Climate change is an issue that, although it is already an old acquaintance in the academic world, seems to be becoming a worrying issue for our rulers once its effects begin to be evident.
It is essential, therefore, that our governments are convinced of the urgency to act (I would say that they are not really convinced at the moment), and that they take measures aimed at reducing or mitigating this change.
We cannot continue to burn fossil fuels as if the problem were not ours. These measures will undoubtedly have a cost, which all of us as a society must assume. And, for this, it is also fundamental to design information strategies aimed at raising awareness among citizens about the importance of this issue and its potential consequences. Of course, I do not consider that the solutions are easy to put into practice, since it is a global issue and, therefore, all countries, or at least the most polluting ones, should establish common strategies.
Our role, as a University, must be multiple. We must provide alternatives to the energy problems derived from the adoption of measures to reduce the use of fossil fuels. We must quantify or predict the potential consequences that will occur in a hypothetical new climate scenario, in order to adapt to these new situations with enough time. We must seek alternatives not only in terms of available energy sources, but also those resources that will be affected to a greater extent, such as water resources. In short, the University must be the tool that society needs to answer the questions that currently exist on the table.
7. How is the transfer of knowledge carried out to the different actors from the University? And, once the knowledge is transferred, how does it transcend to projects that seek to offer solutions to these problems?

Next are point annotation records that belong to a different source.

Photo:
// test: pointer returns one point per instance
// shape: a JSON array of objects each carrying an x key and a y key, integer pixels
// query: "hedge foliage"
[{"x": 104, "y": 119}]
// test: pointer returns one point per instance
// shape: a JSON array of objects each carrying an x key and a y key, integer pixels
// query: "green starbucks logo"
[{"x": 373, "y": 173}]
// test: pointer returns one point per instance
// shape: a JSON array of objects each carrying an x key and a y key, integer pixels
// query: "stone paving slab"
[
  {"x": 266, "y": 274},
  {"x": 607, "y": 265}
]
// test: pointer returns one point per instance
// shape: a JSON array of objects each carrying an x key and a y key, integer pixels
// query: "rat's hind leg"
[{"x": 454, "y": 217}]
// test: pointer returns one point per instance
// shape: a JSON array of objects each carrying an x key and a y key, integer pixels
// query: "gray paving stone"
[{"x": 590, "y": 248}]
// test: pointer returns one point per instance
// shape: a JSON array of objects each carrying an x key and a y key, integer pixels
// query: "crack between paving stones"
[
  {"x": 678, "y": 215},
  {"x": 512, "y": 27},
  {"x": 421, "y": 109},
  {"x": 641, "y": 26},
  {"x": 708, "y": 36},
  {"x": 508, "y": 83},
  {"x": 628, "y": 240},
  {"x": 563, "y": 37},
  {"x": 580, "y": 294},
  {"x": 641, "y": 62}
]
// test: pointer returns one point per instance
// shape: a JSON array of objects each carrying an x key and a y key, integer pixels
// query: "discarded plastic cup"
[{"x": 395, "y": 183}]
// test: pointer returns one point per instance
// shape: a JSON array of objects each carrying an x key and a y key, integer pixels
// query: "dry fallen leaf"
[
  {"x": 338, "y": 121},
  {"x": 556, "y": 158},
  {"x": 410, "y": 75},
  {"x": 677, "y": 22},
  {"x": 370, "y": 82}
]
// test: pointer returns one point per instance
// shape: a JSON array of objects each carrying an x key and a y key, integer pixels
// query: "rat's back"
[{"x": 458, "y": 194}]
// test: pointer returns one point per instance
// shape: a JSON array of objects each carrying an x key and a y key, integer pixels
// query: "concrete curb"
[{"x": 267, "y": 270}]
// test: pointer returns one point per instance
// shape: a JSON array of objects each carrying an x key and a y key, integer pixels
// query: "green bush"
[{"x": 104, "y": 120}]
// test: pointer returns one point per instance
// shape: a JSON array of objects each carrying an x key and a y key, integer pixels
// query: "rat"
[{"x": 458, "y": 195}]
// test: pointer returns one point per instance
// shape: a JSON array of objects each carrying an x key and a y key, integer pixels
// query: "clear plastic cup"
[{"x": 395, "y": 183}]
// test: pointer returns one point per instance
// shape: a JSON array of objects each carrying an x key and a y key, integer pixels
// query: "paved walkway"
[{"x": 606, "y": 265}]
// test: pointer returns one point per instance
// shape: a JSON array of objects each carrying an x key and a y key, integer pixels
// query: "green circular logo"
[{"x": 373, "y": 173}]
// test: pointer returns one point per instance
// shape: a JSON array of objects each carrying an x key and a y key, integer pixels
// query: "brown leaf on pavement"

The transfer is one of the aspects of the chain of transmission of knowledge in which more efforts must be made for its development and strengthening. That is why communication channels must be established, so that these solutions and all this baggage reach the productive sector of a country and that the wheel of knowledge and progress does not stop. However, there is not always such fluid communication between the academic world and the business world and, sometimes, these good ideas end up not being developed to the level they deserve.